O caso Jeffrey Epstein está a pôr em causa a confiança no sistema de poder nos Estados Unidos e abala Trump. Sete anos depois da morte de Epstein na cadeia, num suicídio que suscita muitas questões, o fantasma dele paira sobre Washington e muitos outros lugares. A primeira acusação de pedofilia dirigida a Epstein vem de 2006.
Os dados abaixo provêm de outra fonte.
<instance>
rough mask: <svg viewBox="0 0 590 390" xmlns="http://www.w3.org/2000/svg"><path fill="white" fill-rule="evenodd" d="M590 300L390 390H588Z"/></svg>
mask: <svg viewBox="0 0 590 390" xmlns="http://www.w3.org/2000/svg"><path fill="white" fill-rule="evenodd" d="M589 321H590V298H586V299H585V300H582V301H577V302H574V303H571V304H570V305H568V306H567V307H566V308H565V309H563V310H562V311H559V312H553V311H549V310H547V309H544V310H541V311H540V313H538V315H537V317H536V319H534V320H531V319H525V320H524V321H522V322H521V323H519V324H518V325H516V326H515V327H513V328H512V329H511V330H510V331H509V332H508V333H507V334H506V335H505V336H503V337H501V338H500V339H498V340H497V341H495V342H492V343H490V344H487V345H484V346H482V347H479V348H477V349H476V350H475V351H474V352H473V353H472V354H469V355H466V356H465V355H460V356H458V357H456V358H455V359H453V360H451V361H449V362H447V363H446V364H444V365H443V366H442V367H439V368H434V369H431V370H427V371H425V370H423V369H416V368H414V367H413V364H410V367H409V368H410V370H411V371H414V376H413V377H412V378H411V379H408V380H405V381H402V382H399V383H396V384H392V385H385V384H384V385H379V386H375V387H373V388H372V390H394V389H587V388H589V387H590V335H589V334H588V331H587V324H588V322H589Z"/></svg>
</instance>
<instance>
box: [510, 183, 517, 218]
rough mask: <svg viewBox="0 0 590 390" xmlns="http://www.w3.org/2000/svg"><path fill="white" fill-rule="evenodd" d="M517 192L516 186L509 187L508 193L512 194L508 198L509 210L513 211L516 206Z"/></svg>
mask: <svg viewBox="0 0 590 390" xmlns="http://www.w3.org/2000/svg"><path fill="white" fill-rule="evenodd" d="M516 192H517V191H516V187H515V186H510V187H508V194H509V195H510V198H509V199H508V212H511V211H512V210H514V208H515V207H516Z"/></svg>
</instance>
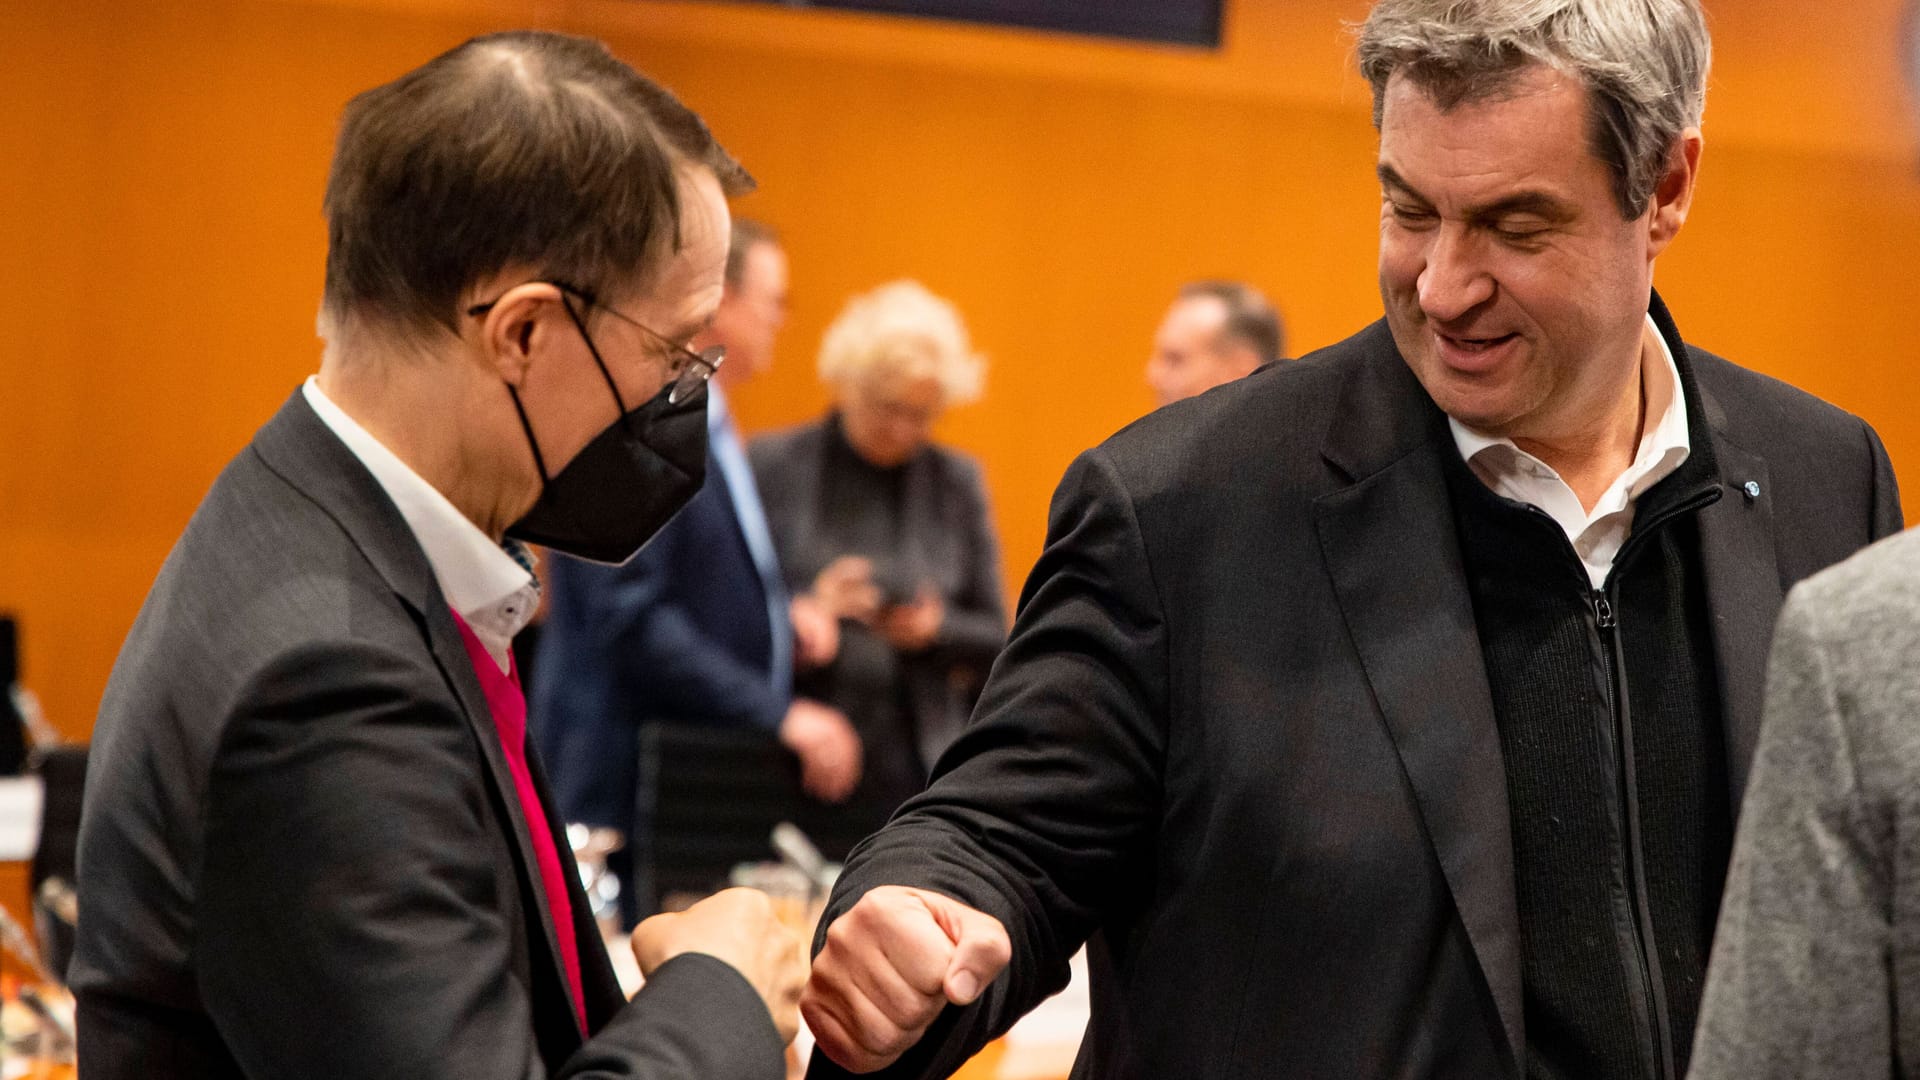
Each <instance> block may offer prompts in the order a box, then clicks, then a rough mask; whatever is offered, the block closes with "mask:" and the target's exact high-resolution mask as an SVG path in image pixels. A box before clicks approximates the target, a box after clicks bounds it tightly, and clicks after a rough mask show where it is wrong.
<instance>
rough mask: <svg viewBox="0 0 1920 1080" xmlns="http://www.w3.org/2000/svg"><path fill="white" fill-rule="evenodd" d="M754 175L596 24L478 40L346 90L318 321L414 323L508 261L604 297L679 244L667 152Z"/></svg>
mask: <svg viewBox="0 0 1920 1080" xmlns="http://www.w3.org/2000/svg"><path fill="white" fill-rule="evenodd" d="M682 163H695V165H705V167H708V169H712V171H714V175H716V177H718V179H720V186H722V188H724V190H726V194H730V196H733V194H745V192H749V190H753V177H749V175H747V171H745V169H741V165H739V161H735V160H733V158H732V156H728V152H726V150H722V148H720V144H718V142H714V136H712V133H708V131H707V123H705V121H701V117H699V115H695V113H693V111H691V110H687V108H685V106H682V104H680V100H676V98H674V94H672V92H668V90H666V88H662V86H660V85H657V83H653V81H651V79H647V77H645V75H639V73H637V71H634V69H632V67H628V65H626V63H622V61H618V60H614V56H612V54H611V52H607V46H603V44H601V42H597V40H589V38H578V37H566V35H553V33H538V31H515V33H503V35H488V37H478V38H472V40H468V42H465V44H461V46H459V48H453V50H449V52H445V54H442V56H438V58H434V60H430V61H428V63H426V65H422V67H417V69H413V71H409V73H405V75H401V77H399V79H396V81H392V83H388V85H384V86H374V88H372V90H367V92H363V94H359V96H355V98H353V100H351V102H348V108H346V113H344V115H342V121H340V142H338V146H336V148H334V165H332V173H330V175H328V179H326V204H324V208H326V296H324V302H323V323H324V325H332V327H338V325H340V323H342V321H371V323H378V325H382V327H386V329H390V331H396V332H401V334H413V336H424V334H432V332H434V331H436V329H453V327H457V317H459V309H461V294H463V292H465V290H467V288H468V286H472V282H476V281H480V279H482V277H486V275H492V273H497V271H501V269H505V267H509V265H515V263H526V265H530V267H534V273H538V275H540V277H545V279H555V281H566V282H570V284H576V286H580V288H588V290H593V292H597V294H601V296H607V294H611V292H618V290H620V288H626V286H634V284H637V282H641V281H645V279H647V277H649V275H651V273H655V271H657V269H659V267H660V265H662V263H664V261H666V259H668V258H672V252H674V250H678V246H680V188H678V177H676V167H678V165H682Z"/></svg>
Vinte anos depois e após incalculável número de incidentes judiciários, o Congresso dos EUA, com quase unanimidade de Republicanos e Democratas, votou uma lei que impõe toda a transparência sobre o caso – também vincula a justiça. Ficou assim definido o encargo de três requisitos: investigar com profundidade e clareza toda a rede de Epstein – envolve apurar as relações com Trump -, proteger a identidade das vítimas e fazer os acusados responder perante a justiça. Tudo está por fazer.
Os documentos publicados por imposição do Congresso ainda estão incompletos; os nomes e as fotos de jovens anónimos foram propagados descuidadamente para o mundo, enquanto a imagem do presidente foi cuidadosamente ocultada. Embora a divulgação parcial dos arquivos de Epstein não tenha poupado muitas elites globais, nomeadamente as europeias, as consequências ainda estão voláteis nos Estados Unidos.
O desagrado entre a cidadania americana é assunto que conta. Mas toda esta condução do caso era previsível, numa administração onde o Departamento de Justiça parece agora existir principalmente para atingir objetivos políticos.
Enquanto os manifestantes do Capitólio são aclamados como heróis patriotas e as autoridades americanas investem consideráveis recursos na investigação da teoria fantasiosa de uma eleição "roubada" em 2020, a ideia de que uma transparência genuína pudesse ser estabelecida num caso em que o nome do Commander in chief aparece milhares de vezes não passava de uma ilusão.
Os eleitores, mesmo muitos republicanos, sentem esse mal-estar.
O que é que estará a passar pela cabeça de Trump em tentativa para inverter este quadro desfavorável, de modo a escapar a ficar refém dos democratas nos dois anos finais do segundo mandato dele, com o risco de paralisia política? É de esperar mudança na agenda. Vai forçar a descida das taxas de juro. Já está a moderar os modos de atuação do ICE. Há-de estar a ponderar vantagens e desvantagens eleitorais de qualquer intervenção no Iraque ou em Cuba. E que mais?